- Conference: Independent
- Record: 12–0
- Head coach: Benjamin Hermes (1st season);
- Captain: James G. Dale

= 1908–09 NYU Violets men's basketball team =

American college basketball season

The 1908–09 NYU Violets men's basketball team represented New York University during the 1908–09 college men's basketball season. The head coach was Benjamin Hermes, coaching his first season with the Violets.
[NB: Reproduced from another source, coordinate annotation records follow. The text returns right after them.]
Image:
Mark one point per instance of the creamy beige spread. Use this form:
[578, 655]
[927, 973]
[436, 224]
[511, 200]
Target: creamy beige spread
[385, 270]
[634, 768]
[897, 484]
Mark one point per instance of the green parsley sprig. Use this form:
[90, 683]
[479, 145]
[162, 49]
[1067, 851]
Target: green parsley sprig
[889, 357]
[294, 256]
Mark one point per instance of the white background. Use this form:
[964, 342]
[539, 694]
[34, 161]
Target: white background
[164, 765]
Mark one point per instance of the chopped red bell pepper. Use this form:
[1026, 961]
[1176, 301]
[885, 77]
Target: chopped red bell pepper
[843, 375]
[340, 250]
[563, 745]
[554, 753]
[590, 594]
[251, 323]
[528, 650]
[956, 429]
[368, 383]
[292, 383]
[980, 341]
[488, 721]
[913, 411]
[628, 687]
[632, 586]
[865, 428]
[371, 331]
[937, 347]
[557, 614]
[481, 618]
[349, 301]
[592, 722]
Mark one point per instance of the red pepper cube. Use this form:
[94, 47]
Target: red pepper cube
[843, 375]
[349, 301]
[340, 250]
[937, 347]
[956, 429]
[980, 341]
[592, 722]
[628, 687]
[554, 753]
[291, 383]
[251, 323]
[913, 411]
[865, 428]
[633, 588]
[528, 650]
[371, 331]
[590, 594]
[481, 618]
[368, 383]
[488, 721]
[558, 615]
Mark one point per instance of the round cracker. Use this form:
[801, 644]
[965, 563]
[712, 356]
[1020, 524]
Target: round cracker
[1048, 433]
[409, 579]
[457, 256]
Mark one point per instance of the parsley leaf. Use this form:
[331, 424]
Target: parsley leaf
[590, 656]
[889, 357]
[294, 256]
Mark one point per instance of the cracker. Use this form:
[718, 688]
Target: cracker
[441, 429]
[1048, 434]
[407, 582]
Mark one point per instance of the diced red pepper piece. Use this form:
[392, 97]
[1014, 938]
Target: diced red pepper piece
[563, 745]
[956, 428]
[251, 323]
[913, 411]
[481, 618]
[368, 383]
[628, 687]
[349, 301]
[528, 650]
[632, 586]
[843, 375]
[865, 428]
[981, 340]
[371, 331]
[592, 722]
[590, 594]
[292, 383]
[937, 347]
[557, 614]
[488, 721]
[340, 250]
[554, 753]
The team finished with an overall record of 12–0.

==Schedule==

| Date time, TV | Opponent | Result | Record | Site city, state |
| Dec. 12, 1908 | at St. John's | W 47–11 | 1–0 | Queens, NY |
| Dec. 16, 1908 | at Princeton | W 46–22 | 2–0 | University Gymnasium Princeton, NJ |
| Dec. 18, 1908 | St. Stephen's | W 82–06 | 3–0 | New York, NY |
| Dec. 22, 1908 | at Princeton | W 57–13 | 4–0 | New York, NY |
| Jan. 2, 1909 | Niagara | W 41–18 | 5–0 | New York, NY |
| Jan. 7, 1909 | at Wesleyan | W 11–10 | 6–0 | Middletown, CT |
| Jan. 9, 1909 | at Pratt | W 30–12 | 7–0 | Brooklyn, NY |
| Jan. 12, 1909 | Brooklyn Polytechnic | W 31–21 | 8–0 | New York, NY |
| Feb. 6, 1909 | MIT | W 42–13 | 9–0 | New York, NY |
| Feb. 12, 1909 | Delaware | W 50–05 | 10–0 | New York, NY |
| Feb. 17, 1909 | Manhattan | W 31–10 | 11–0 | New York, NY |
| Feb. 26, 1909 | Union | W 34–17 | 12–0 | New York, NY |
*Non-conference game. (#) Tournament seedings in parentheses.